It is no longer news that Nigeria is currently trying to close its gas export gap. This gap has become more apparent due to a number of factors, including the sanctions on Russia (who has been a dominant worldwide exporter), which has resulted in Europe sourcing gas from alternative countries. Other factors that have led to the Nigerian gas export gap include lack of infrastructure and funding constraint.

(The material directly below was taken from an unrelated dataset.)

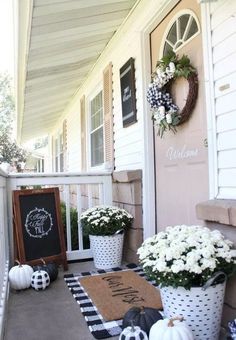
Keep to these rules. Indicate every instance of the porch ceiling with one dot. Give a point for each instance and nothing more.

The Nigerian National Petroleum Company Limited ("NNPC") recently disclosed its interest in investing in the ambitious Nigeria-Morocco Gas Pipeline ("NMGP") project to address this issue. Mele Kyari, the Director/Chief Executive Officer of the NNPC, disclosed that the investment decision will be taken in 20231. The NMGP could very well be the world's longest offshore gas pipeline running from Nigeria to Morocco, thereby relieving Europe from its dependency on Russia for gas2. It is expected that the NMGP project will be carried out in phases, with the first phase projected to take 3 (three) years to complete and the other phases, to take 5 (five) years. The NMGP is expected to run for 5,600 kilometers, passing through 13 (thirteen) African countries before connecting with pipelines and potentially delivering gas to Europe and is estimated to cost between US$20 billion and US$25 billion to develop3.
The NNPC's disclosure of the NMGP project's estimated cost suggests that discussions with key project finance stakeholders (such as lenders and EPC contractors) relating to its bankability and financing have progressed. Tying up agreements on the project financing aspects of the NMGP project will be key to achieving the goal of the NNPC. It is worth noting that the NNPC deployed a similar collaboration, specifically in relation to the 614km long Ajaokuta-Kaduna-Kano pipeline project (commonly referred to as the "AKK Project")4. Notwithstanding that the NGMP project is almost 10 times longer than the AKK Project, it is expected that a similar financing structure will be utilized.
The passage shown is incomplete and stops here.